Highlights & Insights

  • Principle of Geometry-Appearance Consistency: Instead of simply adding losses, the authors diagnose the root cause of sparse 3DGS degradation (appearance compensating for geometry) and design a pipeline focused on mutual reinforcement.
  • CCDF as a Reusable Gate: The forward-backward reprojection check uses only camera parameters and rendered depth. This can be adopted by any work using rendered depth for self-supervision to filter out erroneous data.
  • Cost-effective Feature Matching: Using pre-trained frozen features once during pre-processing adds almost no training cost while significantly improving robustness to lighting compared to raw RGB matching.

Limitations & Future Work

  • Lambertian Appearance Assumption: Synthesizing virtual views via warping assumes view-independent appearance, which may provide incorrect supervision in regions with strong specularities or reflections.
  • Lack of Explicit View-Dependent Modeling: Future work could introduce uncertainty weighting or view-dependent terms for materials like glass or metal in virtual view supervision.
  • Baseline Dependency: The method is built atop BinocularGS, inheriting its \(L_{\text{consis}}\) term; its independent effectiveness in extreme (e.g., 2-view) cases without the baseline terms was not explicitly isolated.
  • vs BinocularGS: Both use virtual views, but BinocularGS trusts rendered depth blindly.
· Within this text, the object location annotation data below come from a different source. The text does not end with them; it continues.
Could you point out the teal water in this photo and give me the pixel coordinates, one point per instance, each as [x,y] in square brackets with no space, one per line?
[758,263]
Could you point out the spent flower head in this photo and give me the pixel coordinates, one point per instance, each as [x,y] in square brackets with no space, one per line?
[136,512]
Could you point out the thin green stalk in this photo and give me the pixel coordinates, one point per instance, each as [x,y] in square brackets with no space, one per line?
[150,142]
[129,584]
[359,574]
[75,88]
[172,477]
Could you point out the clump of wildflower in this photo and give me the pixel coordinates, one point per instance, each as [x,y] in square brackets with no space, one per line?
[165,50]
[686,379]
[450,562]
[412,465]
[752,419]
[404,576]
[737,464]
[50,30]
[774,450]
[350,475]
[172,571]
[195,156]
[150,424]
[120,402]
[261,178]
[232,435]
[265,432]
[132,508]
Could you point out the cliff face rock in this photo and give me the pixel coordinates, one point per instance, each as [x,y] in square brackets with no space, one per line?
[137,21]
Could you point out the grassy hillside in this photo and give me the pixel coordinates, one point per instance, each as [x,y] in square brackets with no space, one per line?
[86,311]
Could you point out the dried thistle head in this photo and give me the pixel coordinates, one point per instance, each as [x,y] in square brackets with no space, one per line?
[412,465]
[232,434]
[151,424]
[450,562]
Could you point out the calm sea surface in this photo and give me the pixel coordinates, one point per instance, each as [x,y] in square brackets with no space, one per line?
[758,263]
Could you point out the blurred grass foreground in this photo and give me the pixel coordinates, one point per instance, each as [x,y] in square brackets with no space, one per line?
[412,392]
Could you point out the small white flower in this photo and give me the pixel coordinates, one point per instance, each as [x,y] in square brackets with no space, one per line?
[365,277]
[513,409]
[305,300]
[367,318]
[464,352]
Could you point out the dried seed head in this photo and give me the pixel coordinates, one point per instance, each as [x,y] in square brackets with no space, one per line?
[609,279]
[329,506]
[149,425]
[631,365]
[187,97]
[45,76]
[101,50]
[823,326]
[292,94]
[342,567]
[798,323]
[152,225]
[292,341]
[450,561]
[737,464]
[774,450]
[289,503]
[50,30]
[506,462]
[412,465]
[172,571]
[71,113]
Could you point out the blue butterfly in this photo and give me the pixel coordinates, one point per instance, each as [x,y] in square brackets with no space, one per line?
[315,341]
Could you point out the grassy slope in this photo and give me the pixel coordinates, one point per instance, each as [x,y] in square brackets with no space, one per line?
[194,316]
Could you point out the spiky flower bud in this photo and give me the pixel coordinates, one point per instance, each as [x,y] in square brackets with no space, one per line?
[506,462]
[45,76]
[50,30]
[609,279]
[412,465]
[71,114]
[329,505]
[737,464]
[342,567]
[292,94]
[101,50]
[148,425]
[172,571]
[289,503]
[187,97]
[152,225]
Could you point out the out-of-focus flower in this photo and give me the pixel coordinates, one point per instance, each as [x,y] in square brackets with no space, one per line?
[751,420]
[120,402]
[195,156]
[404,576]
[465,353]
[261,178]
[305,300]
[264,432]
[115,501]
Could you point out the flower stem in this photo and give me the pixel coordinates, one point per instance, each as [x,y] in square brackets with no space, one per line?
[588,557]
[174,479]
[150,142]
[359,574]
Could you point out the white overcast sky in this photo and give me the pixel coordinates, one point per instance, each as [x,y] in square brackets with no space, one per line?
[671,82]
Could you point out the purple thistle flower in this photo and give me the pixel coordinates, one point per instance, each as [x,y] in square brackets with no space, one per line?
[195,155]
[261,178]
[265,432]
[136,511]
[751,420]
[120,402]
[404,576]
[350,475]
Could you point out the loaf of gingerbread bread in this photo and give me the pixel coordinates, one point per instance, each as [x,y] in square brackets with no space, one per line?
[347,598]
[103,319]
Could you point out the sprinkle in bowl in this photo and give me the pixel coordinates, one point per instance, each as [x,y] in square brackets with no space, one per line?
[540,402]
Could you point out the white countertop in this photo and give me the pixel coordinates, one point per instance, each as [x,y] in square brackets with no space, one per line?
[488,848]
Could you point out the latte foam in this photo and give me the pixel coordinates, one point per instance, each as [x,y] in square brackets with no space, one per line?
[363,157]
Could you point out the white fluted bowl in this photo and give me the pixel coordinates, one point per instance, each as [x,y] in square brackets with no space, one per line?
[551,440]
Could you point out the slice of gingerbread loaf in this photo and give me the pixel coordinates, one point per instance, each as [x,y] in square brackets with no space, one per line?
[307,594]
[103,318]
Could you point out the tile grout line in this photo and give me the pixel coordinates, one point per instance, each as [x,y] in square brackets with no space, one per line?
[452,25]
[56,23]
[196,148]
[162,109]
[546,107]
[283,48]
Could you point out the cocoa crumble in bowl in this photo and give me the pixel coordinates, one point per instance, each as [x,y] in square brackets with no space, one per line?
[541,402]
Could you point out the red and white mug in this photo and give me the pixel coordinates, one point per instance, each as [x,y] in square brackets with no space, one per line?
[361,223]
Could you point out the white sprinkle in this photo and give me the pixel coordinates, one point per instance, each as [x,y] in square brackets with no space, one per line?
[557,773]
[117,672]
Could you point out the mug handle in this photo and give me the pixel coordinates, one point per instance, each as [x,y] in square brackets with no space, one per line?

Ours uses CCDF as a gate and expands the sampling range to a sphere for increased diversity.
  • vs DNGaussian / FSGS: These rely on external monocular depth priors, which suffer from scale ambiguity and noise. Ours achieves geometry constraints through multi-view self-consistency without external priors.
  • vs CoR-GS / DropGaussians: Ours shows the strongest advantage on the textureless DTU dataset because the feature-domain top-k consistency specifically compensates for regions lacking appearance cues.

Rating

  • Novelty: ⭐⭐⭐⭐ Diagnosing degradation through the lens of geometry-appearance consistency and using CCDF to break cyclic errors is clear and effective.
  • Experimental Thoroughness: ⭐⭐⭐⭐ Solid results across three datasets and multiple view settings with extensive ablations.
  • Writing Quality: ⭐⭐⭐⭐ Clear motivation, well-described formulas, and excellent visual evidence.
  • Value: ⭐⭐⭐⭐ Stable improvements for sparse and textureless scenes; CCDF gate has general utility.